Steven Schveighoffer schveiguy at yahoo.com
Thu Jan 20 05:01:38 PST 2011


On Thu, 20 Jan 2011 02:01:26 -0500, Mandeep Singh Brar  
<mandeep at brars.co.in> wrote:

> "This would be easily resolved if interfaces were known to be Objects. "
>
> But shouldnt this be the case, because there would be nothing called as  
> an
> Interface which can be pointed to; it would be an Object which is  
> implementing an
> interface which is being pointed to.
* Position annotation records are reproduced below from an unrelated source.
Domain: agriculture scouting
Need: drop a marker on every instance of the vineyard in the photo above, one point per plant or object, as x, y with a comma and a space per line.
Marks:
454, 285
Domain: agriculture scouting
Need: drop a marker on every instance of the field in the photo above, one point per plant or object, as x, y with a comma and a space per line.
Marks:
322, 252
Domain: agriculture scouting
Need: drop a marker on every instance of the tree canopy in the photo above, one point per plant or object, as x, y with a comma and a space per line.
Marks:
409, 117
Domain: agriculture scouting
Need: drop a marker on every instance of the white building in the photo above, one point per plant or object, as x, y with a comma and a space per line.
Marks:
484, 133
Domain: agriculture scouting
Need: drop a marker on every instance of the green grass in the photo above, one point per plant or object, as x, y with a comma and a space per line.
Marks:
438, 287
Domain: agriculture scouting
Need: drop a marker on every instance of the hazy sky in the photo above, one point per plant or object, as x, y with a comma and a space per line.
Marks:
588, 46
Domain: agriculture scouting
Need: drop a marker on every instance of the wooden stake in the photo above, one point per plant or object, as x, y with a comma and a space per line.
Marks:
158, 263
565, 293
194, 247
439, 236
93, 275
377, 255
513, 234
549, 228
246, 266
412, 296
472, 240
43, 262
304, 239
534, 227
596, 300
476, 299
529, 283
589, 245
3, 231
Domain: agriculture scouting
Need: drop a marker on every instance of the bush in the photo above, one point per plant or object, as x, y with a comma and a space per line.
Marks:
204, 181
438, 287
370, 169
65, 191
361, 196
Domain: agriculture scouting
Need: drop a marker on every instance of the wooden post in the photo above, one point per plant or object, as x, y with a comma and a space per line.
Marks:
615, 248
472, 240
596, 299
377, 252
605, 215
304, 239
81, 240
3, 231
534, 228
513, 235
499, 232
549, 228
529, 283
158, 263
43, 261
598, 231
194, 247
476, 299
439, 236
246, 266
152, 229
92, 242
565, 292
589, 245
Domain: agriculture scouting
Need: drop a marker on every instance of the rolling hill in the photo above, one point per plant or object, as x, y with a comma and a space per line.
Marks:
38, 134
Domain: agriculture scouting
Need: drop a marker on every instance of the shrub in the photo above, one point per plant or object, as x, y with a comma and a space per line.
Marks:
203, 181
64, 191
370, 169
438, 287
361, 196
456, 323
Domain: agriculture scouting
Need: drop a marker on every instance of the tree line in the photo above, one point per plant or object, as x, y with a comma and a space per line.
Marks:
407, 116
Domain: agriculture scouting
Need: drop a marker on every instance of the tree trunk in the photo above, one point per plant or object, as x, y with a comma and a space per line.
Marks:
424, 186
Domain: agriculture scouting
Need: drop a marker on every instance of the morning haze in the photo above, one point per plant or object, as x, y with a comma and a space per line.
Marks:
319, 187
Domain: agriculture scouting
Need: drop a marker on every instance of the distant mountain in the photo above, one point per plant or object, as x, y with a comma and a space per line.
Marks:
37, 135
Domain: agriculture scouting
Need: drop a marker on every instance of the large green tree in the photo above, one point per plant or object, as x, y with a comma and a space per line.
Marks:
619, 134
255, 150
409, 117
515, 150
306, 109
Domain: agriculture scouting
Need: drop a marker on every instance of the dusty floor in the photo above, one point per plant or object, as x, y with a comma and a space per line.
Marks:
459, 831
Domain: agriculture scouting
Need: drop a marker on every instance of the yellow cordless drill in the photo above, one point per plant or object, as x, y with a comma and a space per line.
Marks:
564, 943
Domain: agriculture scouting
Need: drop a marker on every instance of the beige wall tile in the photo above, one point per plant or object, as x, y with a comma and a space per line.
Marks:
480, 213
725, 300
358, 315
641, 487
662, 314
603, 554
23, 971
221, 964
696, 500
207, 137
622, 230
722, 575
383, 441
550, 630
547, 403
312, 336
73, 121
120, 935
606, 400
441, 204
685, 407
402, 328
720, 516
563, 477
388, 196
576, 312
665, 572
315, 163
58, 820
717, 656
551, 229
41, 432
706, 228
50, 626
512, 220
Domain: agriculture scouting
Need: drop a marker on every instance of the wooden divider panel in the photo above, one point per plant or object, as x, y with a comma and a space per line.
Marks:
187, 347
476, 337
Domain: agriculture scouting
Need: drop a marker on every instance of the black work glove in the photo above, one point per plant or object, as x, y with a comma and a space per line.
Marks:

So shouldnt Interfaces be Objects  
> too.
> Otherwise, wouldnt it defeat the purpose of having Object as the base  
> class for
> everything.

The issue is COM interfaces.  What bugs me about it is, whether an  
interface derives from IUnknown is known at compile time.  I don't think  
it's possible to define an interface that *doesn't* derive from IUnknown  
that is not a D Object.  I believe the compiler even handles IUnknown  
interfaces differently.

I think the problem is that COM support was added when compile-time  
functionality was in its infancy.  There are quite a few legacy problems  
due to that.  For instance, the builtin array sort routine does not use  
compile-time information.

It would be nice to fix this problem, but I'm not sure how willing Walter  
is to do it.  For sure, we need a solution to the opEquals problem.